Uncertainty in the Bosnia and Herzegovina candidacy
Bert Koenders was not so definitive on the issue what is to be done when Bosnia and Herzegovina applied for membership. This is expected to happen next week. The Dayton state has attempted to file an application on several occasions, but was discouraged by the EU. In the past, it was because there was a lack of any progress whatsoever on the Union’s priorities at the time – implementing the European Court of Human Rights’ ruling on the Sejdić-Finci case, the creation of a coordination mechanism on European affairs and deep reforms. Nothing of this is a fact, but the situation with BiH changed dramatically last year after the EU agreed to change its approach. The stabilisation and association agreement was defrosted and a positive climate was created in the country. The High Representative and member states, however, are cautious about the next step – applying for membership.

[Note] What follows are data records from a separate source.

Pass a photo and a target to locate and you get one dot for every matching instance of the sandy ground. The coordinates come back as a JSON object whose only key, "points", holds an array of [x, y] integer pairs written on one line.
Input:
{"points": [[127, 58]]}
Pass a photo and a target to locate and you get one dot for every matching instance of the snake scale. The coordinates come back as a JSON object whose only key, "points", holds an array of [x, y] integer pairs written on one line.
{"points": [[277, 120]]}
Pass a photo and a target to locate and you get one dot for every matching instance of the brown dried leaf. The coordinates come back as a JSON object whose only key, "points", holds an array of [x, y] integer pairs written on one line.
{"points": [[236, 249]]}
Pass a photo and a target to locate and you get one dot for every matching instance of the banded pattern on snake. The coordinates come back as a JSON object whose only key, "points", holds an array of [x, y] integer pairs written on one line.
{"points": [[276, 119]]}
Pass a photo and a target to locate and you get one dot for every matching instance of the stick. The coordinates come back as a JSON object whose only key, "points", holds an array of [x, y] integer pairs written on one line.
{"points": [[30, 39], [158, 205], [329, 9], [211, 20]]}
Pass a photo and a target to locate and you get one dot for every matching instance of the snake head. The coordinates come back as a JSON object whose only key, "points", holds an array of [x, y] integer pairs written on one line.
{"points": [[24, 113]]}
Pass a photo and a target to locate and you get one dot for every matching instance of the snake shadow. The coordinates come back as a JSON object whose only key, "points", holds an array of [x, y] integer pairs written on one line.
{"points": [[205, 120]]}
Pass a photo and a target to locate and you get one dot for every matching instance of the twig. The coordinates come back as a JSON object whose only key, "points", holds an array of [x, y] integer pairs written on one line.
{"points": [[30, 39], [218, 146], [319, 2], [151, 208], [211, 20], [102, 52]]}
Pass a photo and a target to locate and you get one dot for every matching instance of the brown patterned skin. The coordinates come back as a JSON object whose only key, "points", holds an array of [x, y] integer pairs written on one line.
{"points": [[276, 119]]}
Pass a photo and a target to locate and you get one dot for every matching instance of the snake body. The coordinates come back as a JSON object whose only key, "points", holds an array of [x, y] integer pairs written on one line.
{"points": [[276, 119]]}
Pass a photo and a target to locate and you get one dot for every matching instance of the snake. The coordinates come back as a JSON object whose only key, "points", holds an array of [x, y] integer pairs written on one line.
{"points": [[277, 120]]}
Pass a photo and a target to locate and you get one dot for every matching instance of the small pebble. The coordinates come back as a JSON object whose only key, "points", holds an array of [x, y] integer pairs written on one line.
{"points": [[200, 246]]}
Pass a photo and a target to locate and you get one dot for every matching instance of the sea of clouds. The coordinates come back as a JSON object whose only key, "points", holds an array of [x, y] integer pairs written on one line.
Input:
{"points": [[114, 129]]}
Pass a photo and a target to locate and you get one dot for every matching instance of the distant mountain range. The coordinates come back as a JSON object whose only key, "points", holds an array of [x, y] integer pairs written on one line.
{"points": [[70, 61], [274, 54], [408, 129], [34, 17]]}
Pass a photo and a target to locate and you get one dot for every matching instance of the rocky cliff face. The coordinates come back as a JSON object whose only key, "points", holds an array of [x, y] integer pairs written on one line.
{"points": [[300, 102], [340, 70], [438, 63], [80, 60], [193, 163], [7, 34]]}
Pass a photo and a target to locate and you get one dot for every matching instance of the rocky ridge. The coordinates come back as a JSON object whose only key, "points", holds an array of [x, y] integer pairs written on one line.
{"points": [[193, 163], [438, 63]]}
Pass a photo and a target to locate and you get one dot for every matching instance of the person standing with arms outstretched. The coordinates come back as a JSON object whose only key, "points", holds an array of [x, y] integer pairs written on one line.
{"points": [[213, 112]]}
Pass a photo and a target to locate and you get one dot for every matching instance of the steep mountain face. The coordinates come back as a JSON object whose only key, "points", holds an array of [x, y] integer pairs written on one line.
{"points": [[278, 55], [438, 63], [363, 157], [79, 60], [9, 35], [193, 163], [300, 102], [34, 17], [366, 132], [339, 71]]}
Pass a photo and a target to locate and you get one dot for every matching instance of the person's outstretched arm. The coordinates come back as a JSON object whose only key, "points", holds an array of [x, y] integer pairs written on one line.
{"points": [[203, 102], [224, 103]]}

According to Federica Mogherini, this application should be credible, meaning a serious effort must stand behind it. To the EU, this will be the next challenge whether it will manage to make the right decision. Croatia is firmly for the Union to accept the application. Croatian MEPs were especially active during the hearing in the foreign affairs committee of the EP, insisting that the Dutch presidency did whatever is necessary. According to Andrej Plenković (EPP), BiH’s membership will be the glue that will hold the country together and functioning. He directly asked the Dutch foreign minister to accept the BiH application. His colleague Dubravka Šuica (EPP) backed him, reminding that the geopolitical context is extremely important. In accordance with the principle of exporting stability and not importing instability, the EU must have an inclusive approach towards Bosnia and Herzegovina, especially keeping the geopolitical context in mind. One of your priorities must be accepting BiH’s membership application, she pointed out.
The Dutch diplomat replied that if BiH filed an application, the presidency would receive it and forward it to the Council. Member states are the ones that need to approve it. He was criticised by Romanian MEP Cristian Dan Preda (EPP), who is Rapporteur on BiH, because the word “enlargement” is totally absent from the presidency’s programme. According to him, it is crucial how the EU would react to the incoming membership application by BiH.